Thursday, December 07, 2006

Update

Hello Everyone,

My apologies for not posting this week, I have been distracted.

At the moment, I'm writing the final pages on my next novel. There was a time when this act of completion would send me into a depression. I once heard George Saunders say that writers who experienced this end-of-novel melancholy were mourning the loss of the perfect novel they'd imagined but couldn't write, and accepting instead the limitations of the novel that they did produce. On the completion of this latest novel, however, I just feel relief that it went as well as it did. It's not that it is perfect, it's just its a rather bizarre piece of ficiton, and I know it could have gone much much worse.

For all of you aspiring Ladies and Lords of the Niggerati, I will be teaching at both the Callaloo Writing Workshop and the Hurston/Wright Writers in the summer of 2007. If you want my assistance with your writing, please apply.

Callaloo Writing Workshop

Hurston/Wright Writers Week

Best,

Mat Johnson
www.niggerati.com

3 Comments:

slither said...

How am I supposed to get there? Will you please help with flight and accomodations? I've got a novel about slavery that takes place during the civil rights movement. I have already recieved offers from the National Book Award people.

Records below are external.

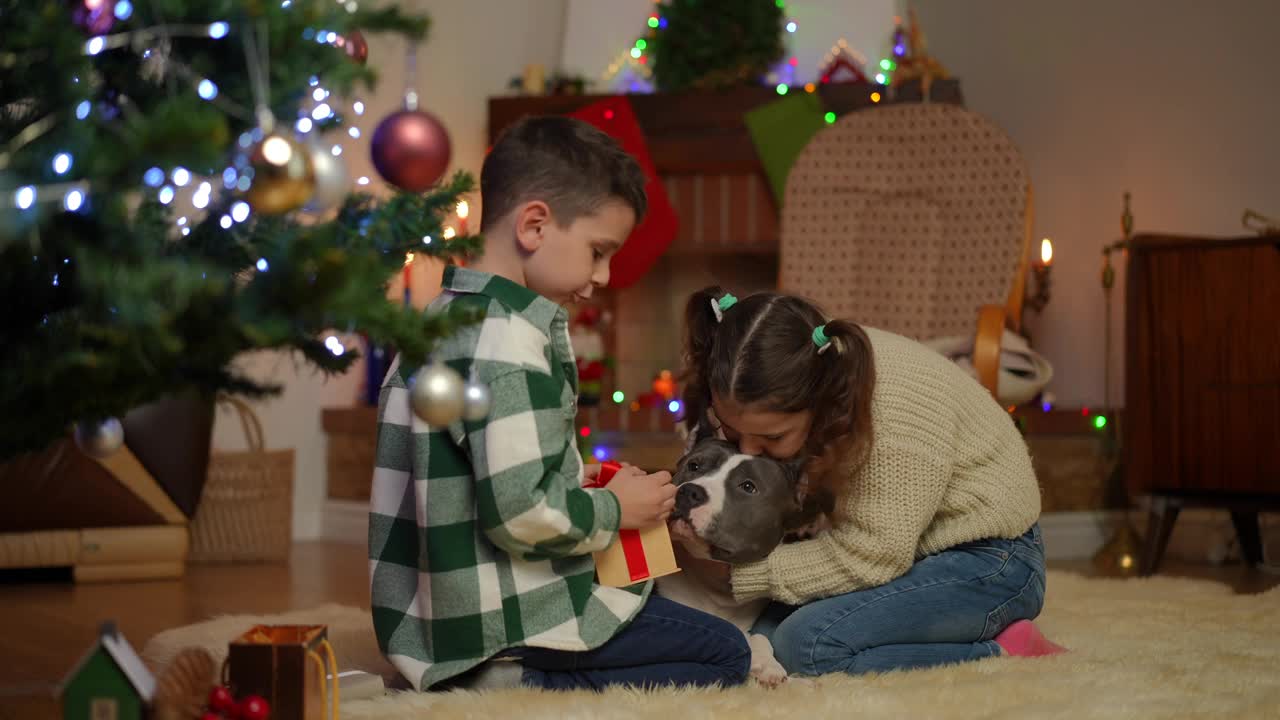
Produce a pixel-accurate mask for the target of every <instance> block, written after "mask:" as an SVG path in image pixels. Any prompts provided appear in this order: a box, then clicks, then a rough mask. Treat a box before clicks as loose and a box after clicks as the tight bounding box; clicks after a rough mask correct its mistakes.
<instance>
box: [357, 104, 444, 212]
mask: <svg viewBox="0 0 1280 720" xmlns="http://www.w3.org/2000/svg"><path fill="white" fill-rule="evenodd" d="M411 105H412V104H411ZM369 146H370V154H371V155H372V160H374V168H376V169H378V174H380V176H383V179H384V181H387V182H389V183H392V184H394V186H396V187H399V188H401V190H407V191H410V192H422V191H424V190H426V188H429V187H431V186H433V184H435V182H436V181H438V179H440V176H443V174H444V170H447V169H448V167H449V156H451V154H452V147H451V146H449V133H448V131H445V129H444V126H442V124H440V120H438V119H436V118H435V115H431V114H430V113H424V111H421V110H417V109H415V108H408V109H404V110H401V111H398V113H392V114H390V115H388V117H387V118H385V119H383V122H380V123H378V128H376V129H374V137H372V140H371V141H370V143H369Z"/></svg>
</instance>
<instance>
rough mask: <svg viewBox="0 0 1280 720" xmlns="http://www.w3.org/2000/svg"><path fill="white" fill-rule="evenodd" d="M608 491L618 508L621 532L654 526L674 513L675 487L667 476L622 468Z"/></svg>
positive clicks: (675, 494) (653, 473)
mask: <svg viewBox="0 0 1280 720" xmlns="http://www.w3.org/2000/svg"><path fill="white" fill-rule="evenodd" d="M608 489H611V491H613V495H616V496H618V505H621V506H622V523H621V528H622V529H625V530H632V529H634V530H639V529H641V528H648V527H650V525H657V524H658V523H662V521H664V520H666V519H667V516H668V515H671V511H672V510H675V509H676V486H673V484H671V473H667V471H666V470H663V471H660V473H648V474H646V473H645V471H644V470H641V469H639V468H635V466H632V465H623V466H622V469H621V470H618V473H617V474H616V475H613V479H612V480H611V482H609V487H608Z"/></svg>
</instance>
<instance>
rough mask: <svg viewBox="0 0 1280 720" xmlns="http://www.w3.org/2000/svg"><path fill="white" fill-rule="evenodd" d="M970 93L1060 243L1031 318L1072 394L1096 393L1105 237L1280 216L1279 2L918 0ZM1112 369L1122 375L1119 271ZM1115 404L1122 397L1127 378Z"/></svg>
mask: <svg viewBox="0 0 1280 720" xmlns="http://www.w3.org/2000/svg"><path fill="white" fill-rule="evenodd" d="M913 4H914V5H915V6H916V8H918V13H919V17H920V20H922V23H923V26H924V28H925V31H927V35H928V40H929V46H931V49H932V50H933V53H934V54H936V55H937V56H938V58H940V59H941V60H942V61H943V63H945V64H946V65H947V68H948V69H950V70H951V72H952V73H955V74H957V76H959V77H960V78H961V79H963V82H964V92H965V99H966V104H968V106H969V108H970V109H973V110H975V111H979V113H983V114H986V115H988V117H991V118H992V119H993V120H996V122H997V123H998V124H1001V126H1002V127H1004V128H1005V129H1007V131H1009V133H1010V135H1011V136H1012V138H1014V140H1015V141H1016V142H1018V145H1019V146H1020V147H1021V149H1023V152H1024V154H1025V156H1027V161H1028V164H1029V165H1030V174H1032V181H1033V183H1034V186H1036V205H1037V206H1036V225H1037V232H1038V233H1039V234H1047V236H1050V237H1052V238H1053V240H1055V242H1056V249H1057V252H1056V260H1055V264H1056V266H1055V269H1053V300H1052V302H1051V305H1050V306H1048V309H1047V310H1046V313H1044V316H1043V318H1041V319H1036V318H1033V319H1032V328H1033V331H1034V334H1036V341H1037V345H1038V347H1039V348H1041V351H1043V352H1044V354H1046V355H1047V356H1048V357H1051V359H1052V361H1053V365H1055V370H1056V375H1055V379H1053V384H1052V387H1051V389H1052V391H1053V392H1055V395H1056V396H1057V398H1059V402H1060V404H1062V405H1076V406H1078V405H1093V406H1097V405H1098V404H1100V402H1101V401H1102V372H1103V365H1102V355H1103V348H1102V343H1103V333H1102V320H1103V305H1102V291H1101V288H1100V274H1098V273H1100V268H1101V249H1102V246H1103V245H1105V243H1107V242H1111V241H1114V240H1116V238H1119V237H1120V209H1121V195H1123V192H1124V191H1126V190H1128V191H1132V192H1133V214H1134V220H1135V222H1134V228H1135V231H1137V232H1142V231H1147V232H1156V231H1166V232H1174V233H1188V234H1193V233H1212V234H1242V233H1243V232H1244V231H1242V228H1240V214H1242V211H1243V210H1244V208H1254V209H1258V210H1260V211H1263V213H1266V214H1270V215H1276V214H1280V133H1277V132H1276V128H1277V127H1280V96H1277V95H1276V92H1275V90H1274V88H1275V86H1276V69H1277V68H1280V53H1277V50H1276V36H1275V33H1276V28H1277V27H1280V3H1270V1H1249V0H1229V1H1225V3H1202V1H1199V0H1167V1H1160V3H1156V1H1153V0H1151V1H1147V0H1143V1H1139V0H1126V1H1120V3H1117V1H1114V0H1071V1H1069V3H1050V1H1044V0H1042V1H1036V3H1009V1H1000V0H968V1H965V3H955V1H948V0H913ZM1114 292H1115V296H1114V297H1115V300H1116V306H1115V307H1114V316H1115V318H1116V323H1115V329H1114V336H1112V338H1114V340H1112V345H1114V360H1112V363H1114V364H1112V368H1114V369H1112V373H1114V374H1115V375H1120V374H1123V355H1121V352H1123V345H1124V334H1123V328H1124V322H1123V320H1124V318H1123V314H1124V278H1123V272H1121V273H1119V282H1117V286H1116V288H1115V291H1114ZM1112 401H1115V402H1121V401H1123V379H1121V380H1120V382H1116V383H1114V388H1112Z"/></svg>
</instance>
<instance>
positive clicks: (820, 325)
mask: <svg viewBox="0 0 1280 720" xmlns="http://www.w3.org/2000/svg"><path fill="white" fill-rule="evenodd" d="M813 343H814V345H817V346H818V354H819V355H822V352H823V351H826V350H827V348H828V347H831V338H829V337H827V325H826V324H822V325H818V327H817V328H814V329H813Z"/></svg>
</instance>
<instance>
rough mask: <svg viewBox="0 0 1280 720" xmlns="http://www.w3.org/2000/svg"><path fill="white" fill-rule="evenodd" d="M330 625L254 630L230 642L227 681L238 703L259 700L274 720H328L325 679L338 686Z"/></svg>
mask: <svg viewBox="0 0 1280 720" xmlns="http://www.w3.org/2000/svg"><path fill="white" fill-rule="evenodd" d="M326 651H328V628H326V626H325V625H255V626H253V628H252V629H250V630H248V632H246V633H244V634H242V635H241V637H238V638H236V639H234V641H232V642H230V646H229V647H228V653H227V666H225V669H224V680H225V682H227V683H228V684H229V685H230V689H232V693H233V694H234V696H236V697H244V696H248V694H256V696H261V697H264V698H266V701H268V702H269V703H270V705H271V720H324V717H325V715H326V710H328V703H329V697H328V694H329V693H328V688H326V680H325V678H326V676H329V675H332V676H333V678H334V683H337V675H338V669H337V667H333V665H335V662H333V661H332V655H330V653H329V652H326Z"/></svg>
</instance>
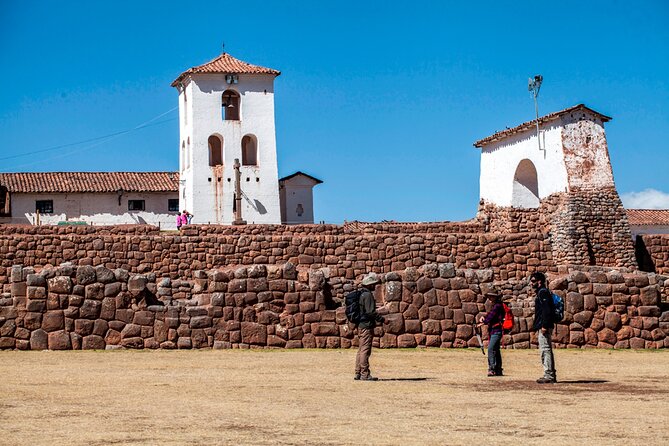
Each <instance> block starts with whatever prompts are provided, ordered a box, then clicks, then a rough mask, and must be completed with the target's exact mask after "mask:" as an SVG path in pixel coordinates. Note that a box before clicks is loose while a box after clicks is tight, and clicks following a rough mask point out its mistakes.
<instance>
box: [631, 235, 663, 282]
mask: <svg viewBox="0 0 669 446" xmlns="http://www.w3.org/2000/svg"><path fill="white" fill-rule="evenodd" d="M636 245H637V246H636V248H637V258H638V259H639V263H640V264H642V263H643V269H644V270H645V271H652V272H656V273H658V274H669V235H663V234H644V235H642V236H639V237H638V238H637V242H636ZM640 266H641V265H640Z"/></svg>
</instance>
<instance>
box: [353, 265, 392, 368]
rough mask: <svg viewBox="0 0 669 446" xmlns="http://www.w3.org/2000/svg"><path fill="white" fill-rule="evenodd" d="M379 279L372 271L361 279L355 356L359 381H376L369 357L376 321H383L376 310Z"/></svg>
mask: <svg viewBox="0 0 669 446" xmlns="http://www.w3.org/2000/svg"><path fill="white" fill-rule="evenodd" d="M379 282H380V280H379V278H378V277H377V276H376V274H374V273H369V274H368V275H367V276H365V278H364V279H362V287H363V288H362V293H361V294H360V310H361V312H362V318H361V320H360V323H358V325H357V327H358V343H359V347H358V354H357V356H356V357H355V379H356V380H361V381H378V378H376V377H374V376H372V375H371V374H370V372H369V357H370V355H371V354H372V339H373V338H374V327H375V326H376V323H377V322H379V323H383V322H385V321H384V319H383V316H381V315H379V314H378V313H377V312H376V300H375V299H374V289H375V288H376V284H377V283H379Z"/></svg>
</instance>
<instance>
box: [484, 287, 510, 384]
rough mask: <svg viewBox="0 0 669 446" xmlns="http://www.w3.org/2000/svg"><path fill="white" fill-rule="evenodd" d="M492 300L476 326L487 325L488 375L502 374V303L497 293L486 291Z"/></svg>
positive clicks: (499, 295) (502, 333) (500, 296)
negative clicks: (485, 314) (487, 311)
mask: <svg viewBox="0 0 669 446" xmlns="http://www.w3.org/2000/svg"><path fill="white" fill-rule="evenodd" d="M486 297H487V298H488V300H490V301H491V302H492V308H491V309H490V311H489V312H488V314H486V315H485V317H482V318H481V321H480V322H479V324H478V326H479V327H482V326H483V325H487V326H488V376H502V375H503V373H502V352H501V346H502V336H503V331H502V323H503V322H504V305H502V296H500V295H499V294H498V293H495V292H491V293H486Z"/></svg>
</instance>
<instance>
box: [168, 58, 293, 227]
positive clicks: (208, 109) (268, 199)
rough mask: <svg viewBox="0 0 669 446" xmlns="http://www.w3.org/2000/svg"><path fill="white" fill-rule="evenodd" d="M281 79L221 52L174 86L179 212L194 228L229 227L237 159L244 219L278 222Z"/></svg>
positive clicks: (195, 68) (184, 72) (257, 66)
mask: <svg viewBox="0 0 669 446" xmlns="http://www.w3.org/2000/svg"><path fill="white" fill-rule="evenodd" d="M279 74H280V72H279V71H277V70H273V69H271V68H264V67H260V66H257V65H251V64H249V63H246V62H242V61H240V60H238V59H235V58H234V57H232V56H230V55H229V54H226V53H223V54H221V55H220V56H218V57H217V58H215V59H214V60H212V61H210V62H207V63H205V64H203V65H200V66H197V67H193V68H190V69H189V70H187V71H185V72H183V73H182V74H181V75H180V76H179V77H178V78H177V79H176V80H175V81H174V82H173V83H172V86H173V87H175V88H177V90H178V91H179V129H180V132H179V133H180V140H179V173H180V183H181V184H180V187H179V200H180V205H179V206H180V207H181V208H182V209H187V210H188V211H189V212H191V213H192V214H194V215H195V220H194V222H197V223H199V224H207V223H211V224H230V223H232V222H233V220H234V219H235V214H234V205H233V203H234V199H235V172H234V169H233V165H234V160H235V159H238V160H239V162H240V163H241V168H240V170H241V190H242V194H241V195H242V201H241V205H242V218H243V219H244V220H245V221H246V222H247V223H249V224H252V223H276V224H278V223H281V212H280V204H279V185H278V169H277V160H276V136H275V128H274V78H275V77H276V76H278V75H279Z"/></svg>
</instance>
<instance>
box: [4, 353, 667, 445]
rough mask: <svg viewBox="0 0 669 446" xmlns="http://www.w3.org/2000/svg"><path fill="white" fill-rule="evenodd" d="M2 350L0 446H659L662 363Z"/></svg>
mask: <svg viewBox="0 0 669 446" xmlns="http://www.w3.org/2000/svg"><path fill="white" fill-rule="evenodd" d="M354 355H355V351H354V350H320V351H316V350H311V351H309V350H303V351H295V350H291V351H283V350H281V351H279V350H264V351H263V350H254V351H239V350H232V351H211V350H203V351H103V352H92V351H77V352H73V351H70V352H15V351H9V352H7V351H5V352H0V443H1V444H11V445H13V444H17V445H40V444H48V445H53V446H55V445H72V444H75V445H110V444H141V445H153V444H173V445H182V444H198V445H199V444H203V445H210V444H231V445H236V444H245V445H295V444H300V445H301V444H313V445H340V444H344V445H348V444H351V445H358V444H379V445H400V444H402V445H406V444H416V445H427V444H430V445H432V444H468V445H472V444H484V443H486V444H520V443H521V442H522V443H533V444H626V445H627V444H669V430H668V429H667V425H668V424H669V412H668V411H667V402H668V401H669V379H667V378H668V374H669V373H668V370H669V352H665V351H643V352H638V351H601V350H597V351H594V350H584V351H580V350H579V351H575V350H559V351H556V362H557V365H558V373H559V378H560V379H561V380H564V382H562V383H558V384H555V385H539V384H536V383H535V382H534V379H535V378H537V377H539V376H540V374H541V365H540V363H539V359H538V352H537V350H529V351H527V350H524V351H523V350H517V351H508V352H504V359H505V361H506V363H505V372H506V373H507V376H505V377H501V378H487V377H486V376H485V372H486V365H485V362H484V361H485V358H484V357H483V356H482V355H481V352H480V351H479V350H473V349H469V350H439V349H435V350H432V349H429V350H374V354H373V356H372V366H373V370H374V372H376V373H377V374H378V376H379V377H381V378H385V379H386V380H383V381H379V382H368V383H365V382H354V381H353V379H352V378H353V374H352V369H353V363H354Z"/></svg>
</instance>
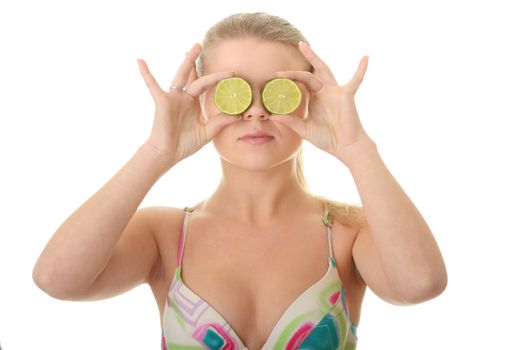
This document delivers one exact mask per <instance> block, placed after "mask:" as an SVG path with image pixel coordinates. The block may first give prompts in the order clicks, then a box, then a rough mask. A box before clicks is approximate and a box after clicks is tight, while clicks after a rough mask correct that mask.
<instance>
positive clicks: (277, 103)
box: [262, 78, 302, 114]
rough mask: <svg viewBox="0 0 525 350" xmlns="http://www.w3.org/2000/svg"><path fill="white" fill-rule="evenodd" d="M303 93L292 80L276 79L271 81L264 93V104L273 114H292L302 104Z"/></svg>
mask: <svg viewBox="0 0 525 350" xmlns="http://www.w3.org/2000/svg"><path fill="white" fill-rule="evenodd" d="M301 98H302V92H301V89H299V86H297V84H296V83H295V82H294V81H293V80H290V79H287V78H276V79H273V80H271V81H269V82H268V83H267V84H266V85H265V87H264V89H263V93H262V99H263V104H264V106H265V107H266V109H268V111H270V112H271V113H273V114H290V113H292V112H293V111H295V110H296V109H297V107H299V105H300V104H301Z"/></svg>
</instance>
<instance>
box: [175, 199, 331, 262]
mask: <svg viewBox="0 0 525 350" xmlns="http://www.w3.org/2000/svg"><path fill="white" fill-rule="evenodd" d="M193 210H194V209H193V207H184V211H185V212H186V215H185V216H184V224H183V226H182V232H181V236H180V241H179V253H178V257H177V267H179V266H180V265H181V263H182V255H183V253H184V245H185V243H186V230H187V227H188V221H189V218H190V215H191V213H192V212H193ZM333 221H334V220H333V217H332V215H331V214H330V212H329V209H328V206H325V211H324V215H323V224H325V226H326V227H327V231H328V232H327V236H328V249H329V251H330V263H331V264H332V266H333V267H336V262H335V258H334V248H333V244H332V226H333Z"/></svg>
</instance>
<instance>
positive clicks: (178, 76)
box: [171, 43, 202, 87]
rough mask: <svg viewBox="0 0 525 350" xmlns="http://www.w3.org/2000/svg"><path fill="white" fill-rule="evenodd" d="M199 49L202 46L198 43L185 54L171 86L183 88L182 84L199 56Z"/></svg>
mask: <svg viewBox="0 0 525 350" xmlns="http://www.w3.org/2000/svg"><path fill="white" fill-rule="evenodd" d="M201 49H202V46H201V45H200V44H199V43H197V44H195V45H193V47H192V48H191V49H190V51H188V52H187V53H186V58H185V59H184V61H183V62H182V64H181V65H180V67H179V69H178V70H177V73H176V74H175V77H174V78H173V80H172V81H171V86H179V87H184V86H185V85H184V84H185V83H186V81H187V80H188V76H189V75H190V72H191V69H192V68H193V65H194V64H195V60H196V59H197V57H198V56H199V53H200V51H201Z"/></svg>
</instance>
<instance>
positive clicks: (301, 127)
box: [268, 114, 306, 139]
mask: <svg viewBox="0 0 525 350" xmlns="http://www.w3.org/2000/svg"><path fill="white" fill-rule="evenodd" d="M268 118H269V119H271V120H275V121H278V122H280V123H282V124H284V125H285V126H287V127H289V128H290V129H292V130H293V131H295V132H296V133H297V134H299V136H301V137H302V138H303V139H304V138H305V136H306V122H305V121H304V120H303V119H301V118H298V117H297V116H291V115H288V114H284V115H275V114H272V115H270V116H269V117H268Z"/></svg>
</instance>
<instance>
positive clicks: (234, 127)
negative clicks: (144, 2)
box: [202, 38, 309, 170]
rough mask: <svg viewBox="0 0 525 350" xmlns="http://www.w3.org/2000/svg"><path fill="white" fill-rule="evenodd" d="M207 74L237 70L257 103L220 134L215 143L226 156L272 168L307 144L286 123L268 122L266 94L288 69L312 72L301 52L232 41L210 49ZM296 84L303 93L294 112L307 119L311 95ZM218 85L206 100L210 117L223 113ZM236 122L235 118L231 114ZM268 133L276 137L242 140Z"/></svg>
mask: <svg viewBox="0 0 525 350" xmlns="http://www.w3.org/2000/svg"><path fill="white" fill-rule="evenodd" d="M208 50H209V51H208V52H207V61H206V63H205V67H204V70H205V71H204V74H210V73H214V72H220V71H234V72H235V76H238V77H241V78H244V79H245V80H246V81H247V82H248V83H249V84H250V86H251V88H252V94H253V100H252V104H251V105H250V107H249V108H248V109H247V110H246V111H245V112H243V113H242V114H241V118H240V119H239V120H238V121H237V122H234V123H231V124H228V125H226V126H225V127H223V128H222V129H221V131H219V133H217V134H216V135H215V137H214V138H213V140H212V142H213V144H214V146H215V148H216V150H217V152H219V154H220V155H221V158H223V159H224V160H226V161H228V162H230V163H233V164H235V165H237V166H239V167H241V168H245V169H254V170H255V169H268V168H271V167H273V166H275V165H277V164H280V163H282V162H284V161H287V160H289V159H290V158H292V157H293V156H294V155H295V154H296V153H297V151H298V150H299V148H300V147H301V144H302V138H301V137H300V136H299V135H298V134H297V133H295V132H294V131H292V130H291V129H290V128H288V127H286V126H284V125H283V124H281V123H279V122H277V121H274V120H269V119H268V116H269V115H270V114H271V113H270V112H268V111H267V110H266V109H265V107H264V105H263V104H262V98H261V93H262V89H263V88H264V85H265V83H267V82H268V81H269V80H271V79H273V78H276V76H275V72H277V71H284V70H308V68H309V63H308V62H307V61H306V59H305V58H304V57H303V56H302V54H301V53H300V52H299V50H298V49H297V48H294V47H292V46H291V45H286V44H282V43H278V42H271V41H261V40H258V39H253V38H243V39H232V40H225V41H222V42H220V43H219V44H217V45H216V46H214V47H211V48H209V49H208ZM297 85H298V86H299V88H300V89H301V91H302V93H303V98H302V101H301V104H300V105H299V107H298V108H297V109H296V110H295V111H294V112H293V113H292V115H293V116H295V117H297V118H303V119H304V118H306V117H307V110H308V100H309V93H308V90H307V88H306V87H305V86H304V84H302V83H298V82H297ZM215 88H216V85H215V86H212V87H211V88H209V89H208V90H207V91H206V92H205V94H204V96H203V102H202V103H203V109H204V110H203V112H204V116H205V118H206V119H210V118H213V117H214V116H217V115H220V114H222V112H221V111H220V110H219V109H218V108H217V106H215V103H214V94H215ZM231 118H236V117H235V116H231ZM257 131H264V132H266V133H269V134H270V135H272V136H273V138H272V139H271V140H270V141H269V142H266V143H261V144H251V143H248V142H246V141H244V140H241V137H242V136H243V135H245V134H248V133H253V132H257Z"/></svg>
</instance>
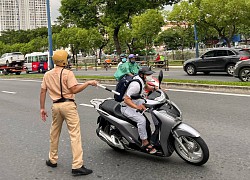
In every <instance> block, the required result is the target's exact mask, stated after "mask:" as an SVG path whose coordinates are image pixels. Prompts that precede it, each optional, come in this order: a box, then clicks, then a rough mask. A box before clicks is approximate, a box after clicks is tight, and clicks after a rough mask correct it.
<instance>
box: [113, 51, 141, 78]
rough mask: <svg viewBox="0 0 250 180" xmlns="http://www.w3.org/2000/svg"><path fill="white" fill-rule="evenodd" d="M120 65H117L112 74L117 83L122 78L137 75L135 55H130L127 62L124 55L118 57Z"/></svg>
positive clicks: (136, 66) (136, 64)
mask: <svg viewBox="0 0 250 180" xmlns="http://www.w3.org/2000/svg"><path fill="white" fill-rule="evenodd" d="M120 58H121V61H122V64H120V65H118V67H117V70H116V72H115V74H114V77H115V79H116V80H117V81H119V80H120V79H121V78H122V77H124V76H134V75H136V74H138V71H139V68H140V67H139V65H138V64H137V63H136V62H135V55H134V54H130V55H129V56H128V59H129V60H128V61H127V58H126V56H125V54H121V55H120Z"/></svg>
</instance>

10:06 AM, December 10, 2006  
Marlon James said...

Congrats man, I just finished mine, on my birthday no less. Now I'm going through this agent process again. Now should I feel guilty saying "Hey 2007 is the 200th anniversary of the end of the slave trade and lookee here: a slave novel?"

6:12 PM, December 11, 2006  
Mat Johnson said...

I just wrote a 250 page sequal to a 19th Poe novel nobody bought in the first place. Can you say, "Bestseller?" No, you can't, and apparently I can't write one.

I think the problem with slavery as a subject is that those who are interested in it in publishing don't want to hear new truth on the subject, they just want to be comforted with old ones.

Again, Time Capsules. I think we are writing time capsules. Someday, some student is going to pick up your text and it will open up a whole world of thought. You'll be dead and will never hear about it, but please trust that this will happen.